Avantgarde mit Abwasser

In den letzten Jahren hat die Emscher für das Ruhrgebiet an Bedeutung gewonnen. Ein Musik-Festival versucht sich jetzt an künstlerischen Positionen zum gewandelten Verständnis des Entsorgungsflusses

von CHRISTIAN WERTHSCHULTE

Lange Zeit war die Emscher das ungeliebte Kind des Ruhrgebiets. Weil seine Bürger lieber an Ruhr und Lippe flanierten und dort ihr Trinkwasser gewannen, wurde die Emscher zur betonierten und begradigten Kloake der Schwerindustrie, zum „toten Fluss“, wie es Raumplaner Achim Prossek ausdrückt. Beginnend mit der IBA-Emscherpark reüssierte sie dann doch als Lieblingskind von Städtebau- und Kulturverantwortlichen und wurde von diesen mit Renaturierung und Imagewandel belohnt. Schließlich brachte kaum jemand ihrem Abwasseraroma soviel Sympathie entgegen wie der Gelsenkirchener Ahmet Kizil: „Dieser Geruch da, das ist für mich wie Chanel Nr. 5.“

Dokumentiert ist dieses einmalige Liebesgeständnis im „Emscherplayer“, einer Website, die der Essener Experimentalmusiker Karl-Heinz Blomann für die Emschergenossenschaft gestaltete und die die polyphonen Erzählungen von AnwohnerInnen, StadtplanerInnen und MusikerInnen sammelt. Blomann selbst hat für seinen Beitrag sein Saxofon in ein Duisburger Pumpwerk getragen und bläst dort mit langgezogenen Tönen gegen den anschwellenden Lärm der Pumpmaschinen an.

Nächste Woche wiederholt er sein Experiment im Dortmunder Pumpwerk „Evinger Bach“ als Teil von „Upgrade: 1. Künstlertreffen der 3 Kulturhauptstädte 2010“. Tänzer und Musiker aus der Türkei und Ungarn besuchen die Kulturstädte Herne, Dortmund und Essen, um dort gemeinsam mit ihren deutschen Kollegen das Auf und Ab des Flusslaufes in Bewegung zu übersetzen. Deshalb zappelt eine Tänzerin schon mal an einem Kleiderständer und hat dabei ebenso viel Bewegungsfreiheit wie der Fluss in seinem Betonbett. Schon im August hatten alle Beteiligten bei einem zweitägigen Ortstermin ihre Kooperation vorbereitet. Klangmaterial lieferten die Archive der Emschergenossenschaft, hauptsächlich Field Recordings vom Flussufer. Diese wurden im digitalen Filter der Granularsynthese zum Soundtrack der aufgeführten Tanzstücke geformt.

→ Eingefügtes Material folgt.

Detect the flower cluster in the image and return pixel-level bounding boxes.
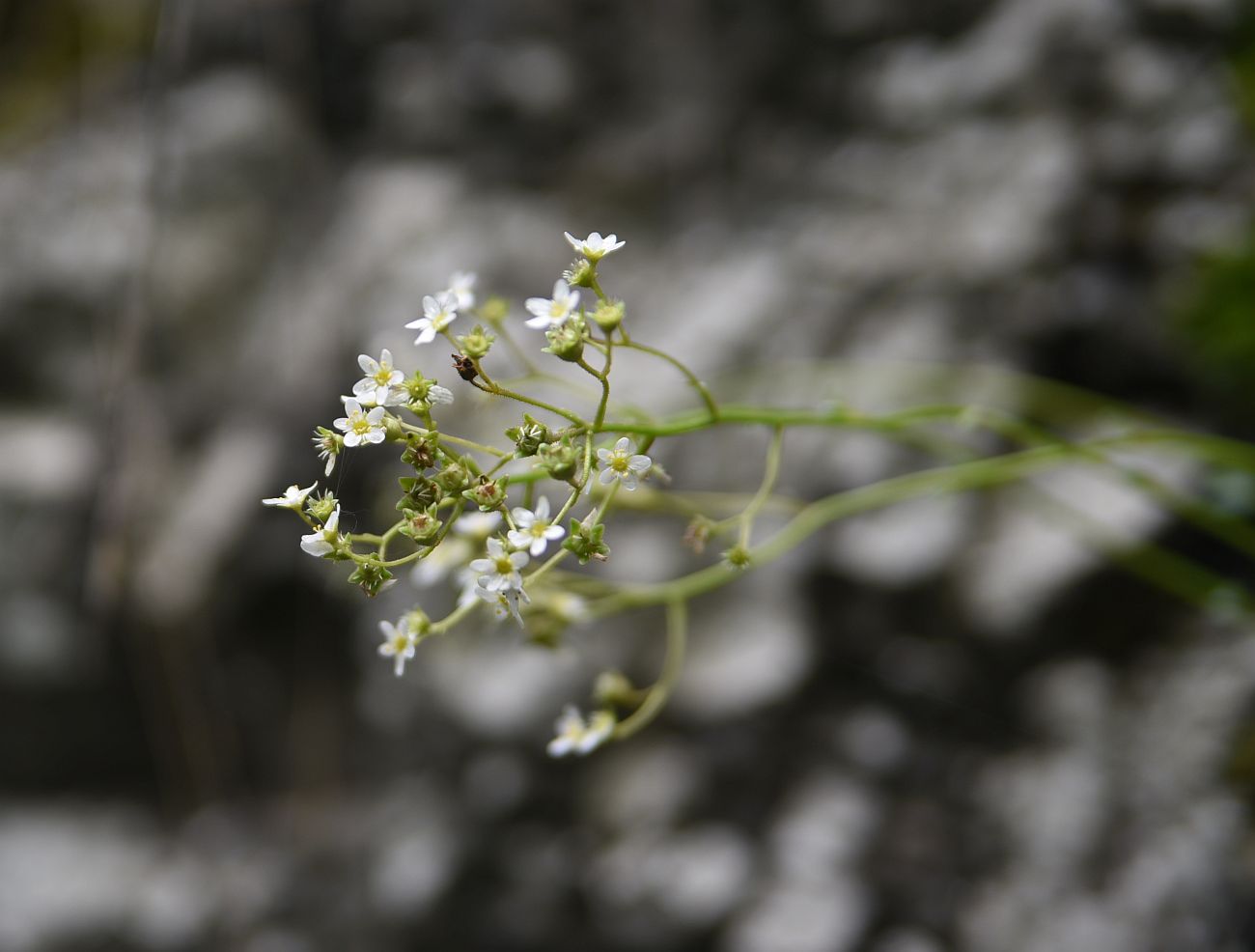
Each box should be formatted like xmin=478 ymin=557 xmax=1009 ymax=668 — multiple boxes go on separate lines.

Ein Umgang mit Quellmaterial, der für die meisten Künstler mittlerweile alltäglich ist. Der Dortmunder Richard Ortmann sammelt seit über zwanzig Jahren die sich wandelnden O-Töne des Ruhrgebiets auf Band, der Ungar Zlatko Baracksai hat für seine Performance ein Interface entwickelt, das die Bewegung der TänzerInnen in Parameter für die Klangsynthese umwandelt.

Und selbst wenn Karl-Heinz Blomann das Projekt mit dem üblichen Vokabular vom interkulturellen Zusammenwachsen Europas anpreist, verkörpert er hinter den Kulissen die Netzwerk- und Systemmetaphern rund um experimentelle und elektronische Musik. Seit 1997 kuratiert er das Dortmunder Open Systems-Festival, 1981 gründete er das Plattenlabel Aufruhr Records, das Experimentalmusikern aus der Region seit über 20 Veröffentlichungen eine Plattform bietet.

Für „Upgrade“ hat er sein Netzwerk in die Vergangenheit ausgeweitet und begeht mit der Wiedergeburt der Emscher auch den Geburtstag der Kunst. 1963 erklärte der Fluxus-Künstler Robert Filiou, dass am einem 17. Januar vor einer Million Jahren die Kunst begonnen habe, als jemand einen Schwamm in einen Eimer Wasser getaucht habe. 44 Jahre später soll es wohl ein Eimer mit Emscher-Wasser sein.